Attention to the anodyne, to disaffection and to disinterest is a preoccupation for Dartford: an unambiguous political agenda is pulled up short by those who, unable to see the trees for the trees, are afflicted by anger, ignorance or inertia but rarely anything that approximates to a considered position. The thin shadows of Bradford’s Buttershaw estate, deprived of work and retail therapy, rail against immigration and salute the Union flag. If they vote at all, they vote for the very thing that will best undermine their interests. And here, Dartford’s narrator knows it is over, the faces in the streets ‘accepting of lies’ (The Vote). But the desperate fatalism that inheres to this poem of threadbare tercets like mould to damp corners, is an exception in a book of abstract elegiac longing, decency, sincere fellow feeling and love. And if the backdrop to an age reeks of the condition of Thatcherite division – the bottles of curdled milk, ‘the torn wedding-day photos, syringes / and shit’ (Victory to the Miners) are declaimed in tandem with an imagined rendition of Billy Bragg’s sublime Between the Wars - we may still disinter scraps of hope ‘in the imperfect victims of Sheffield’, and those, like the poet, who originate elsewhere, but who share a commonality of class and cultural purpose. The purveyors of condescension, are, as Jarvis Cocker found, as remote from the daily affairs of those they patronise as Knightsbridge from Arundel Gate. It is fortunate that the mettle of collective identity is made of a resistant, high-tensile alloy:

‘A furnace steel city song reveals itself.
A song from the common people.
Those prone to pallor, those profound of faith.’ (From Hoxton Square to Division Street)

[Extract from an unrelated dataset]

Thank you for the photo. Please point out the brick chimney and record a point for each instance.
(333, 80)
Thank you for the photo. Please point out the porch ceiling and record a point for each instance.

The mantraic end-stopped lines work the point home as efficiently as the poet’s existential call to the barricades in Waiting for Geraniums. Dartford’s affiliation is never in question, not least respecting the memory of those who remain meaningful to him. For there are love songs here too, and the poet is at his most focused when stripped back, raw, wildly exposed to the blandishments of remembered connections. Whilst the curious confection of moment and music in Considering Lucy derives its power from suggestion as the Beatles magic the portent of a celestial recurrence into a domestic tableau, Being There stops time in 1984 as the narrator recalls the brevity of a relationship as though caught between passing showers: ‘Marita was her name. The loveliness of the sun'.

The juxtaposition of unrelated thoughts is breathtakingly reconciled, here. But most, in this collection of singular and affecting poems, a paean to filial love, as Dartford is immersed in a synaesthesial struggle to contain an elusive memory. The simple, moving couplets of Alcatraz Housing Estate, Basildon demand no less than reproduction in full:

‘Perhaps once every other summer
there are those sacred hours

when the air, the fragrance and this heat
are all in this singular place.

Sometimes it’s hard to touch nostalgia,
But I swear I almost saw you today.

A trimmed rose, a bookmarked
page. telling me what was for tea.’


Hidden Music is published by Valley Press.